I should refer to the fact that, although all of the 16 child patients were treated by Mr Rimmer personally, it appears that some were patients of other practices with which Mr Rimmer was involved who were referred to Mr Rimmer. There are, on the hard drives maintained by Mr Rimmer, documents relating to four patient databases. Two relate to his current two practices and the third belongs to a practice in Welling which Mr Rimmer owned previously before selling it to his colleague Mr Patel. These three databases contain up-to-date patient information because the Welling practice backs up to Mr Rimmer's hard drives, as do his databases from his two practices. The fourth patient database belonged to a practice in Lowton which Mr Rimmer sold approximately seven years ago and the records on it are therefore at least approximately seven years old. The Lowton database has now been deleted from the hard drives. However, Mr Rimmer expects that a computer expert would be able to recover and view the information, notwithstanding its deletion.

18.

In these circumstances, an approach has been made to the persons now running these two practices in order to obtain their views as to the proposed disclosure of the information and the breach of confidentiality which may thereby be involved. They have also been approached in relation to the application made to this court. Those approaches were made by letters dated 1st April 2010. I am told that as yet no response has been received.

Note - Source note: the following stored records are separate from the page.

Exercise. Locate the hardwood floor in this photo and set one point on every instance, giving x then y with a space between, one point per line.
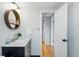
47 50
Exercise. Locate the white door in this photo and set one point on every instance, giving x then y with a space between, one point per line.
60 32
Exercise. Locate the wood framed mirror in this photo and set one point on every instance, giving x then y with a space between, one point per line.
12 19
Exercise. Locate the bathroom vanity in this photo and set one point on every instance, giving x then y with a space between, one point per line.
18 48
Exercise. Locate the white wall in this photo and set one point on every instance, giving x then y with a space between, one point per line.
73 43
30 16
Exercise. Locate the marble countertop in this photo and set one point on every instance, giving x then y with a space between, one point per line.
17 43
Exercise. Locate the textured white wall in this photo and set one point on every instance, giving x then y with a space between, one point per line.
30 16
73 44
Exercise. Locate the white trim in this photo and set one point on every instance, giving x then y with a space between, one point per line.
41 11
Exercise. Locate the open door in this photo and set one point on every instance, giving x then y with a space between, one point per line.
60 32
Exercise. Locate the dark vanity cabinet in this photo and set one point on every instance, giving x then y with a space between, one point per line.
17 51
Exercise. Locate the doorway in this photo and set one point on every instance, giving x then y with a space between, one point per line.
47 34
54 32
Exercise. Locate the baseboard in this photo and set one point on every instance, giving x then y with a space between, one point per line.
34 55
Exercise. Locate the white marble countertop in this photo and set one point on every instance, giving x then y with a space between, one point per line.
17 43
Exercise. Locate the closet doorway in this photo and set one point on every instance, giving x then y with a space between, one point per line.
54 32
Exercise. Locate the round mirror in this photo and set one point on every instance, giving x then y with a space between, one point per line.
12 19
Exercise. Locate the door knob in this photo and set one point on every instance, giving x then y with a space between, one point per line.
64 40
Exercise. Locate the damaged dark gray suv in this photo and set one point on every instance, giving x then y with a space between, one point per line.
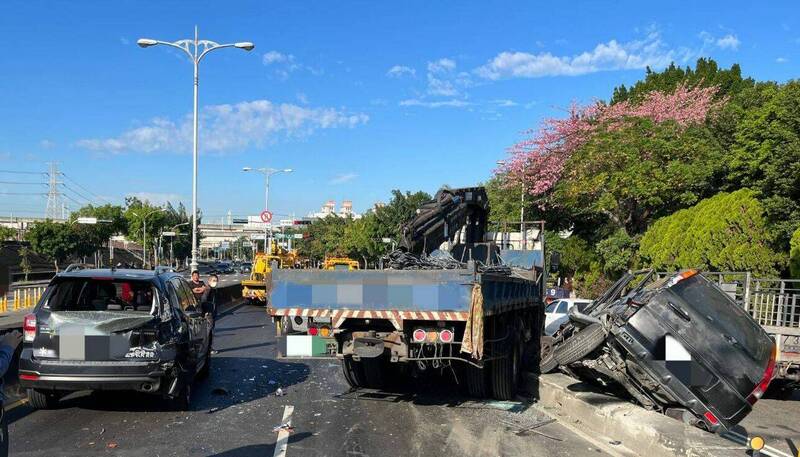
678 345
110 329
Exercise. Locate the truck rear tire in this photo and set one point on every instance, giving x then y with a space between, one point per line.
40 399
477 381
547 362
505 375
580 344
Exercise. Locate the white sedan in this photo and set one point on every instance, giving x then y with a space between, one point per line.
557 312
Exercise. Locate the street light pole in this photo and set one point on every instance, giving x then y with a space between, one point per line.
144 233
267 173
193 49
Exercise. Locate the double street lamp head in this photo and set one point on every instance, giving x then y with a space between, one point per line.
146 42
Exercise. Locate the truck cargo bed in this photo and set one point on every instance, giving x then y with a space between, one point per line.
400 290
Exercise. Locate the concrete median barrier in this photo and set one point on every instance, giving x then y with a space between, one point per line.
617 421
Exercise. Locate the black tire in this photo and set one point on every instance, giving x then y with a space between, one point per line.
39 399
547 360
580 344
477 380
505 375
353 373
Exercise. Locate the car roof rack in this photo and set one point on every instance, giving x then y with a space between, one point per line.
161 269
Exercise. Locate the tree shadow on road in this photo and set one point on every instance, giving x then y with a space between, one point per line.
437 389
260 450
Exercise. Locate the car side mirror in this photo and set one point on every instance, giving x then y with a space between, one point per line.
555 261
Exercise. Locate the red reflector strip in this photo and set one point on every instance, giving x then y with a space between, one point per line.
711 418
769 372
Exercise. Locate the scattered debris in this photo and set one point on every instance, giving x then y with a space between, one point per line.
219 391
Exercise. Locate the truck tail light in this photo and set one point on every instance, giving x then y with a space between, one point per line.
446 336
769 372
29 328
711 418
680 277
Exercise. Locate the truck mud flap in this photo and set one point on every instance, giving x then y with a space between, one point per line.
368 348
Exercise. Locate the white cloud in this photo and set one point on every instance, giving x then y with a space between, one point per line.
504 103
286 64
455 103
156 198
227 128
613 55
398 71
272 57
441 65
729 41
343 178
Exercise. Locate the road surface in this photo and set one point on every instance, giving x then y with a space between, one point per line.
235 410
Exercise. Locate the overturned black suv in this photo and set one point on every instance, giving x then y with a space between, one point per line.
679 345
109 329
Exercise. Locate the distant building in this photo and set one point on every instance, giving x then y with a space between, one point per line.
329 209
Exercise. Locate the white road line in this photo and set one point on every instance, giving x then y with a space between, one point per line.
282 442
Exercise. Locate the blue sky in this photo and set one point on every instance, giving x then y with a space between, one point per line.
358 97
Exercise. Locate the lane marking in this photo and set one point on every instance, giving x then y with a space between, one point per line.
282 443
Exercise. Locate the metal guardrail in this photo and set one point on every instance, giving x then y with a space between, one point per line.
21 298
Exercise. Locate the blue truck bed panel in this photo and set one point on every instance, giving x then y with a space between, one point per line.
401 290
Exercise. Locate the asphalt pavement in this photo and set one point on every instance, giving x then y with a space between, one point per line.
235 412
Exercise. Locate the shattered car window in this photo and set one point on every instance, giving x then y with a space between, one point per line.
99 294
716 306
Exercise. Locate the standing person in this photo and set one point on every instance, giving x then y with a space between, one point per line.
8 345
199 288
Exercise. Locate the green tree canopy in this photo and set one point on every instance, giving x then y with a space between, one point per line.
766 156
54 240
794 255
641 171
726 232
7 233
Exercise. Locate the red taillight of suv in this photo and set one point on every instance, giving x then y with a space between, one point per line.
29 328
761 387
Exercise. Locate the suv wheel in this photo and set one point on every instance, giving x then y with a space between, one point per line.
182 402
39 399
580 344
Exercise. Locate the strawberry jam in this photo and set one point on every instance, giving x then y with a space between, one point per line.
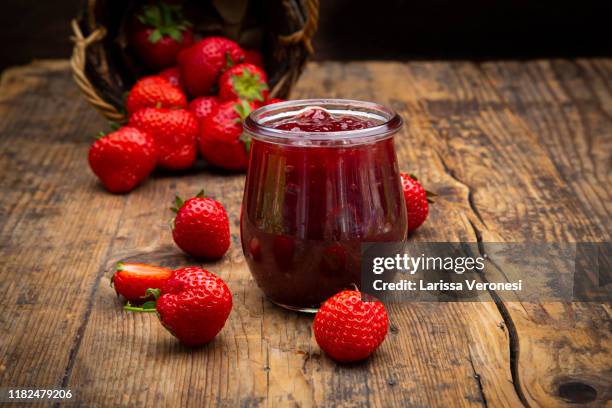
321 180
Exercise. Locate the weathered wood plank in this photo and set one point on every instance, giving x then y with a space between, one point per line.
489 146
520 196
53 240
429 359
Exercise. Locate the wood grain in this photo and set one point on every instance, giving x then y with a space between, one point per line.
516 152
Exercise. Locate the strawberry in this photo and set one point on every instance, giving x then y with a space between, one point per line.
244 81
201 227
417 201
123 158
173 75
154 91
202 63
253 57
131 280
175 132
203 106
193 305
348 328
159 34
221 141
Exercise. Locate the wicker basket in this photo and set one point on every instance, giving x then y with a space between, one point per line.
104 67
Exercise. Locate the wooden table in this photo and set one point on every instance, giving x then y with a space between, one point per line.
517 151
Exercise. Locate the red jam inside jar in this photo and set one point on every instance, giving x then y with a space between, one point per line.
322 179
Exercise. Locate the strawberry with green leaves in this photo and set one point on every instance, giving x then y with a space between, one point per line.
350 325
244 81
159 34
201 227
222 141
131 280
173 75
203 106
203 63
154 92
193 305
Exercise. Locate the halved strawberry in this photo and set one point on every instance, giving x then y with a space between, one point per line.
131 280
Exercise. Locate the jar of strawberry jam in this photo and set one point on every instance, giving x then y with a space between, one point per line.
323 178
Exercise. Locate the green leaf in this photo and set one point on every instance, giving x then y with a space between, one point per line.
228 60
249 86
175 34
243 109
129 308
149 305
156 293
178 201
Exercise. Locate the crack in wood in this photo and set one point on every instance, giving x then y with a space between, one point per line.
483 398
513 338
76 344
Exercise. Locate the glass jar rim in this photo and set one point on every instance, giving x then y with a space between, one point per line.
255 124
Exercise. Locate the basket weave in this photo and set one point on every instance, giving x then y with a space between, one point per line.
104 68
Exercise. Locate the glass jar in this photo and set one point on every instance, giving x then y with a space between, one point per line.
312 198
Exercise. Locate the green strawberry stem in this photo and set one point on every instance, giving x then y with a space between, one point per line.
166 19
178 201
146 307
249 85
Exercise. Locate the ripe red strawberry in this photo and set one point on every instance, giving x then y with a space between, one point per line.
202 63
349 329
244 81
417 203
253 57
203 106
193 305
131 280
123 158
159 34
154 91
175 132
221 141
173 75
201 227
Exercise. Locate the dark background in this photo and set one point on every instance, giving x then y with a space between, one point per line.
383 29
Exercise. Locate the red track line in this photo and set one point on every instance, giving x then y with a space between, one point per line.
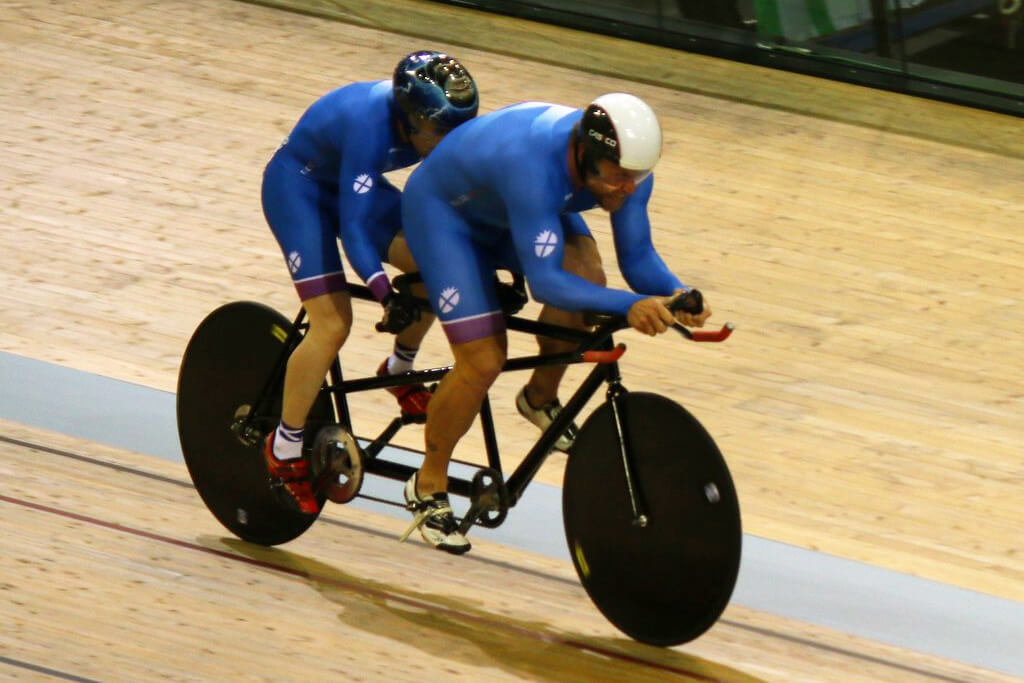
355 588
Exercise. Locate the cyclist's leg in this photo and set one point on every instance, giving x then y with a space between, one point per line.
302 217
453 268
458 271
330 317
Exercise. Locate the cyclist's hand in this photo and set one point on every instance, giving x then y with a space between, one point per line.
691 319
650 315
399 312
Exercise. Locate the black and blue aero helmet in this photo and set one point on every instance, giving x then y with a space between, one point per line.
624 129
435 87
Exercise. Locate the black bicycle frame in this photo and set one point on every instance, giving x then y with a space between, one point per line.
606 371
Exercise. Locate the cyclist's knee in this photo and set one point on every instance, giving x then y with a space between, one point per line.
330 318
331 331
479 361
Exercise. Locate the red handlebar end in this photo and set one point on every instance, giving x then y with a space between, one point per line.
604 356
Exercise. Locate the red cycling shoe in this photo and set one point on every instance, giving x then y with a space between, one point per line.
294 475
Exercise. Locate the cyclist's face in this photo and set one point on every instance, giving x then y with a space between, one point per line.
424 135
612 184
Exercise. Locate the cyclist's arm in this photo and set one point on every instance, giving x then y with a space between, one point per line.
359 177
540 243
639 261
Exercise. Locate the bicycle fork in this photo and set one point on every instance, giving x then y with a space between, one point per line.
615 390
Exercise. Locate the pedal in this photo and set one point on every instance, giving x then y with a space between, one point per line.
488 501
337 465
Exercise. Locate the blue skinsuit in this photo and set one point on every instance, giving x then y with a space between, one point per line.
326 181
497 194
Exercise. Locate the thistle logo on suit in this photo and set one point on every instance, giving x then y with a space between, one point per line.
363 183
449 299
545 243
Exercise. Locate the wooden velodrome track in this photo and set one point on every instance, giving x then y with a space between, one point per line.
868 404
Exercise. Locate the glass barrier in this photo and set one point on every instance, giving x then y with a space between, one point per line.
970 51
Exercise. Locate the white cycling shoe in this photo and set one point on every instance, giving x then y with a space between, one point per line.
432 515
544 416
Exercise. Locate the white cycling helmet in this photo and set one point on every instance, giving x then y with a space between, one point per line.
622 128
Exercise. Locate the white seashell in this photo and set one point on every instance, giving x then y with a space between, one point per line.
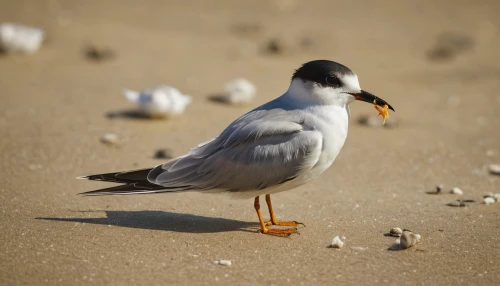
456 191
457 203
489 200
396 232
494 169
496 196
239 91
337 242
224 262
408 239
160 101
110 139
20 38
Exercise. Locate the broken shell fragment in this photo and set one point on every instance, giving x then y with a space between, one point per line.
20 38
408 239
456 191
337 242
489 200
494 169
457 203
223 262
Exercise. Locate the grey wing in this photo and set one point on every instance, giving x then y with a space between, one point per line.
248 155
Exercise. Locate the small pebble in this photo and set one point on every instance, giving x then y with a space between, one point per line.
163 154
494 169
489 200
457 203
439 189
98 54
275 47
337 242
396 232
239 91
456 191
408 239
223 262
110 139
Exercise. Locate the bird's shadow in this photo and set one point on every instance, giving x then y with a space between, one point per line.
163 220
128 114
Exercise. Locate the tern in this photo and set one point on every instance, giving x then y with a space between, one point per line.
276 147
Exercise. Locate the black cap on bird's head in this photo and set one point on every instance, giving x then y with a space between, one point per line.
332 74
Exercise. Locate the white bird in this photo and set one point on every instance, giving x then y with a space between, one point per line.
239 91
159 101
278 146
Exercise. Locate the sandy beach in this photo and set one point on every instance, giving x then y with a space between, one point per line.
436 62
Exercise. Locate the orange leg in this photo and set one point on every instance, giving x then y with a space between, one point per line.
265 230
273 220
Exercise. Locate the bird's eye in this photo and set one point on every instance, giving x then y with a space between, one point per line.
333 81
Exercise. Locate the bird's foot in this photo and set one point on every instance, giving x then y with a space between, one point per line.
284 232
284 223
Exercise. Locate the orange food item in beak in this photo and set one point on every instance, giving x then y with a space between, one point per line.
383 112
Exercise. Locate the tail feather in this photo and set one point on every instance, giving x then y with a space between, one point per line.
134 182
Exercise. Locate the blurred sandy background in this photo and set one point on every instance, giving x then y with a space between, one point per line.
436 62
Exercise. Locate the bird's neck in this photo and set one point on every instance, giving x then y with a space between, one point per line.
306 93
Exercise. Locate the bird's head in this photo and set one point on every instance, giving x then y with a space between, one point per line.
328 82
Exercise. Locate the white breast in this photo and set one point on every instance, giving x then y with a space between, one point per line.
332 121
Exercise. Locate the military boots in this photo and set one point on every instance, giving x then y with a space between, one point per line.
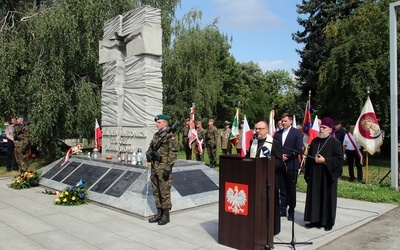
157 217
165 217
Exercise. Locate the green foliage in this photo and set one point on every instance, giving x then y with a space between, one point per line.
315 16
192 72
359 58
52 74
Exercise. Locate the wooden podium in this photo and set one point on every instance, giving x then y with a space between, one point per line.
243 202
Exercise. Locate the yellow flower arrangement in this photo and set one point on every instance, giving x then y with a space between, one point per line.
25 180
72 196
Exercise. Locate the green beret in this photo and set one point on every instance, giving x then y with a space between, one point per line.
162 117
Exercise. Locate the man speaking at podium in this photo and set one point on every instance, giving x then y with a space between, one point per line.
262 146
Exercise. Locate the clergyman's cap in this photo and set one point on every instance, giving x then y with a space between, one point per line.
336 122
327 121
162 117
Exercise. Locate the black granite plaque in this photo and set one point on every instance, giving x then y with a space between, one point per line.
107 180
66 171
89 174
53 171
192 182
123 184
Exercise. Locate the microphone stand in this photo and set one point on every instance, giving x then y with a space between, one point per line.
293 242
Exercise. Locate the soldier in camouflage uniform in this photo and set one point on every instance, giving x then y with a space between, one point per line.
201 134
211 143
226 145
185 141
22 143
162 157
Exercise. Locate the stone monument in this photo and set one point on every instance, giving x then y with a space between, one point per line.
130 54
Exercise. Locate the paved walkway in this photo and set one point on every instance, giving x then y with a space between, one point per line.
29 220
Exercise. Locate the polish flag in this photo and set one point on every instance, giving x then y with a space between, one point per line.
314 131
97 135
246 137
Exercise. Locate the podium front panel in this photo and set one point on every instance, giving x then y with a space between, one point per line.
243 202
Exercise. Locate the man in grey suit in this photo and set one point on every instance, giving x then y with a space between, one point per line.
291 141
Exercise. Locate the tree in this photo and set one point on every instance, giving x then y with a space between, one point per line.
316 50
193 69
359 58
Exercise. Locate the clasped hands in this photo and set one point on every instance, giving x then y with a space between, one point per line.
319 159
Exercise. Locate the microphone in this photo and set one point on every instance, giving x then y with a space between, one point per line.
255 135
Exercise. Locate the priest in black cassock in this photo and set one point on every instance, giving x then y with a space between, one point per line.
262 146
321 175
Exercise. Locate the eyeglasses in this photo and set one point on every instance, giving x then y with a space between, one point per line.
259 128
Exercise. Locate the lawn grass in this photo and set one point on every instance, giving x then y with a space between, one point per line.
366 191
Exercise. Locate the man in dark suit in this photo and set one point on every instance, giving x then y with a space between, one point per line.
291 141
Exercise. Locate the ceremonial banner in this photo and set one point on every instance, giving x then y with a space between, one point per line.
314 131
247 135
235 129
192 135
307 119
367 130
97 135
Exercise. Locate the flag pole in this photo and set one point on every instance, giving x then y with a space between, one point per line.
193 151
366 167
303 161
366 157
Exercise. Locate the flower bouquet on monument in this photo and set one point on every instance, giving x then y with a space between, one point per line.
25 180
72 196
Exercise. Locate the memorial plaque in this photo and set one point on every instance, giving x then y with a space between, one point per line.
192 182
53 171
89 174
107 180
123 184
66 171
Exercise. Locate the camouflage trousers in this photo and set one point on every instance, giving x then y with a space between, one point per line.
212 153
161 188
21 159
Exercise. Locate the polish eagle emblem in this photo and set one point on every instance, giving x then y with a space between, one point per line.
236 200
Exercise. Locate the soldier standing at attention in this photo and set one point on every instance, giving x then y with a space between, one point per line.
22 143
211 142
226 145
185 141
162 154
201 134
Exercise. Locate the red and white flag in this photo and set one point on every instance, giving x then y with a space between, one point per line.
192 135
271 125
367 130
235 129
246 137
314 131
71 151
97 135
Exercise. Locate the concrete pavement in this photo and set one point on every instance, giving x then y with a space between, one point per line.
29 220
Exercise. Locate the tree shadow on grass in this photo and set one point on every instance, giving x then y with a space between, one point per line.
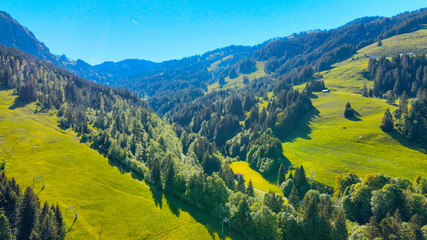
303 129
211 223
17 104
402 139
157 196
356 117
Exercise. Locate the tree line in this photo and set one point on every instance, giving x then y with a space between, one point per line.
22 216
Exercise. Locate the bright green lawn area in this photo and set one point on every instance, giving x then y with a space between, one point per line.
238 82
326 143
258 181
110 205
413 42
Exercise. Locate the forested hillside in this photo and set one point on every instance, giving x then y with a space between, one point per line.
312 126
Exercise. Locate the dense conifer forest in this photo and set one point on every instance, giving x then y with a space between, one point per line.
186 152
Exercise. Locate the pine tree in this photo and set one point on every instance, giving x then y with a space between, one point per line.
294 197
348 112
281 175
170 177
156 176
250 189
365 92
28 214
373 230
340 229
416 224
391 97
5 232
241 184
403 103
387 123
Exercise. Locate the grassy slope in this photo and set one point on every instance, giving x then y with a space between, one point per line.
327 143
257 180
110 205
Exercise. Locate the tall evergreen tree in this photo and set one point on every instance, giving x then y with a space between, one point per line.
240 184
156 178
340 229
387 123
170 177
5 232
250 189
365 92
28 214
294 197
403 103
227 174
391 97
281 175
348 112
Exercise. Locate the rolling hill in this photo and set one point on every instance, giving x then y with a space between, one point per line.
327 144
110 204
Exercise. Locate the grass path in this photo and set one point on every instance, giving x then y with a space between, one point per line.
110 205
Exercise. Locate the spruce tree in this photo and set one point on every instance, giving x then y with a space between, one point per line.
5 232
281 175
403 103
340 229
170 177
250 189
365 92
373 230
348 112
391 97
294 197
28 214
387 123
241 184
156 179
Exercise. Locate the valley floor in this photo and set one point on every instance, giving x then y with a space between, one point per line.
110 204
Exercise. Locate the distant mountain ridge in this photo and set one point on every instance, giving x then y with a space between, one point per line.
17 36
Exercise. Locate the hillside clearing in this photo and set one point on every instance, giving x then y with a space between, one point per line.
110 205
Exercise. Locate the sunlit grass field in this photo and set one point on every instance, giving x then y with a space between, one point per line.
326 143
258 181
110 205
238 82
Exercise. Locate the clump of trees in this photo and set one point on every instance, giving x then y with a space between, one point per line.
409 121
349 111
22 216
404 73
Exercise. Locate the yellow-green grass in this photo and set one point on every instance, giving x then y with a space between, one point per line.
214 65
258 181
413 42
110 204
238 82
326 143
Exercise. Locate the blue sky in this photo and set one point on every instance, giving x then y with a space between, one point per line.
105 30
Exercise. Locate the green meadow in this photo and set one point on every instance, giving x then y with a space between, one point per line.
327 144
110 204
258 181
238 82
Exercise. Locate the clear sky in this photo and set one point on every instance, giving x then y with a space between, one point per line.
157 30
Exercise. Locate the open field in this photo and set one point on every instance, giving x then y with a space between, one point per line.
327 144
258 181
110 204
238 82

I am satisfied that the same considerations apply in relation to the disclosure of the information in relation to those two practices as apply in relation to the disclosure of the information maintained by Mr Rimmer concerning his two current practices. For the same reasons, it is necessary that this information be disclosed to the limited extent proposed in the public interest.

19.

Accordingly, for all of these reasons, I consider that the public interest in the proper pursuit of these proceedings does justify and require the disclosure of the information to the extent proposed.

20.

I would like to add that this issue has been approached with great responsibility by both parties and I am very grateful for the assistance which both sides have provided to the court.

21.

MS GREY: My Lord, I am grateful. Perhaps we would email to your clerk a slightly amended version of the draft order for your signature, comprising those few changes discussed, and also, if your Lordship and my learned friend think it appropriate, referring to the undertaking offered by her in relation to a confidentiality agreement with her own expert. I am in your Lordship's hands on that matter.

22.

MR JUSTICE LLOYD JONES: Are you content with an undertaking?

23.

MS BRADLEY: My Lord, I have no objection to that. I just need to look at the terms of the order. As currently drafted, it does refer to the tripartite agreement, from recollection.

24.

MR JUSTICE LLOYD JONES: I think you could add an undertaking on behalf of the Mr Rimmer to enter into an agreement on similar terms with his expert.

25.

MS GREY: My Lord, the agreement provides for no order as to costs, so I do not think there is any further matter that I need to trouble you with.

26.

MR JUSTICE LLOYD JONES: Thank you very much. Anything further, Ms Bradley?

27.

MS BRADLEY: No, my Lord.

28.

MR JUSTICE LLOYD JONES: Thank you very much.